The last pattern (Dependency Injection) is really good but still uses mocks.

What if you wanted to avoid mocks completely?

You can use a Fake instead.

Fake is a different kind of test double to mocks and patches — which is an in-memory representation of the object you’re trying to replace. That’s my informal definition.

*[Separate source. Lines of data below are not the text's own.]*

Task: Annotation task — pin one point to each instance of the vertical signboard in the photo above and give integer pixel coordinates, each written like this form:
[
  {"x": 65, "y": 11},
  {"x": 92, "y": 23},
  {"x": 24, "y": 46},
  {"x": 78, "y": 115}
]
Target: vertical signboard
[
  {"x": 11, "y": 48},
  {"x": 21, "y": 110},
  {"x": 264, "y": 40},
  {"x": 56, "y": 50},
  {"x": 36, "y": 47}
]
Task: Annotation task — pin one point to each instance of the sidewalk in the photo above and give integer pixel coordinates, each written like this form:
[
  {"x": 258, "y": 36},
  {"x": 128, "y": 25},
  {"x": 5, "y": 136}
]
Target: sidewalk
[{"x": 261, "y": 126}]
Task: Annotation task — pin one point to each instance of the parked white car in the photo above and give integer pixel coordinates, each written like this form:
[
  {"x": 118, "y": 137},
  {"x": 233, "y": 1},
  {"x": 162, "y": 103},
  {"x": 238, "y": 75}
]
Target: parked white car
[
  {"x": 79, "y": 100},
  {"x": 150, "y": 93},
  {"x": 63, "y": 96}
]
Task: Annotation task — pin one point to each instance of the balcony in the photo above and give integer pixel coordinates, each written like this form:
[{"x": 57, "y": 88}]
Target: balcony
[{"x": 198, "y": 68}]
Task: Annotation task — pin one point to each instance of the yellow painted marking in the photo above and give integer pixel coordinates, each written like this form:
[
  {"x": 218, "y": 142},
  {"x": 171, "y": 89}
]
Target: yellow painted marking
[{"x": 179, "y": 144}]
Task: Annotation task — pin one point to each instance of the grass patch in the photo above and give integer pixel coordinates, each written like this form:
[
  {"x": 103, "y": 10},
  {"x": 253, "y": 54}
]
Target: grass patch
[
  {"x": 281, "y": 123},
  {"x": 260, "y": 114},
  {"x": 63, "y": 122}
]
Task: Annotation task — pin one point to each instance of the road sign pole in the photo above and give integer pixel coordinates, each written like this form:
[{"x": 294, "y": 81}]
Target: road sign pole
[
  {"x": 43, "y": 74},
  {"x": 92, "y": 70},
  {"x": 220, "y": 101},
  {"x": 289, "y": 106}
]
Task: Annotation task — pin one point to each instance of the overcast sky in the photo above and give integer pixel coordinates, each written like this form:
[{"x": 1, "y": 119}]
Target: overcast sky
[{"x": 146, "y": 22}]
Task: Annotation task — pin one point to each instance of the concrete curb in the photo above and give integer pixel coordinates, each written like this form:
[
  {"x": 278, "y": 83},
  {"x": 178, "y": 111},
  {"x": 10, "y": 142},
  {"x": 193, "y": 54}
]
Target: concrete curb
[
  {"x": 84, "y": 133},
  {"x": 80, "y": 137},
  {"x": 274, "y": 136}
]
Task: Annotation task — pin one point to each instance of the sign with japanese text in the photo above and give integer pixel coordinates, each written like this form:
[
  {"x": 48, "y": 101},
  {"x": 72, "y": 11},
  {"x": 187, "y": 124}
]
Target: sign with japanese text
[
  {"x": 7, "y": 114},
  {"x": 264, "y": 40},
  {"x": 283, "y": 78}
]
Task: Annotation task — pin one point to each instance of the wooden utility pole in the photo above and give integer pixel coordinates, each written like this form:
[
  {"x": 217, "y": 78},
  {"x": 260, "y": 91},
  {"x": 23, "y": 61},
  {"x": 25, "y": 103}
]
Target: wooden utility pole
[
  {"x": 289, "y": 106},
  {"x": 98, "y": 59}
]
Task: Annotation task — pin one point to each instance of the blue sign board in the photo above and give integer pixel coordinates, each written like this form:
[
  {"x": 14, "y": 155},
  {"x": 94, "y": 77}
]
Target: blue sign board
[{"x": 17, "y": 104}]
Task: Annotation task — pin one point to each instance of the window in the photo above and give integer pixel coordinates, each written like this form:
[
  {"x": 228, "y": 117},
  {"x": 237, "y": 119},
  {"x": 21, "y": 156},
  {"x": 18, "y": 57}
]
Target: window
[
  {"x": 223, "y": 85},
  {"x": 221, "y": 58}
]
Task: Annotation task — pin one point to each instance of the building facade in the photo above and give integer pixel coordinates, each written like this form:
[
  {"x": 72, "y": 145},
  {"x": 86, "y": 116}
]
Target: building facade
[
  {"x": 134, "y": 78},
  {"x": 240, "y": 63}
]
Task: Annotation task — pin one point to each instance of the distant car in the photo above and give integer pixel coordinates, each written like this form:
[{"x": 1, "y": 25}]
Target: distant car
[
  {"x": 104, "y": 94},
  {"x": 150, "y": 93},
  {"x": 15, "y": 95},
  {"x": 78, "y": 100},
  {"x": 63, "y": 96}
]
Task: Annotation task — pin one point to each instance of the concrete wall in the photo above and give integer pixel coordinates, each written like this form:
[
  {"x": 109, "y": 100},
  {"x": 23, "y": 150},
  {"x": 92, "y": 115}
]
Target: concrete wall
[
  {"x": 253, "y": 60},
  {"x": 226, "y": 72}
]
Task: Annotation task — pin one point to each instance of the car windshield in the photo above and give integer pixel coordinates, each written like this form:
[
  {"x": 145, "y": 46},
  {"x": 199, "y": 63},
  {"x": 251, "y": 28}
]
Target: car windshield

tests/unit/test_pattern5.py

"""Pattern 5: Dependency Injection + Fake - Create a Fake Object and Inject It"""
 
from src.file_uploader_dep_injection import process_file_upload
 
 
class FakeFileIOUploader:
    def __init__(self):
        self.uploaded_files = {}
 
    def upload_file(self, file_path: str) -> dict:
        # Simulate uploading by "saving" the file's path in a dictionary
        self.uploaded_files[file_path] = f"https://file.io/fake-{file_path}"
        return {"success": True, "link": self.uploaded_files[file_path]}
 
 
def test_process_file_upload_with_fake():
    fake_uploader = FakeFileIOUploader()
    result = process_file_upload("test.txt", uploader=fake_uploader)
 
    assert result["success"] is True
    assert result["link"] == "https://file.io/fake-test.txt"
    assert "test.txt" in fake_uploader.uploaded_files
 

Pattern #6 — Use a Sandbox API

Using a Sandbox API is a realistic approach for testing external API interactions.

However, while sandbox testing is safer than hitting production, it’s generally slower than using fakes or mocks and you have to remember to clean up to avoid having tons of messy data in your sandbox.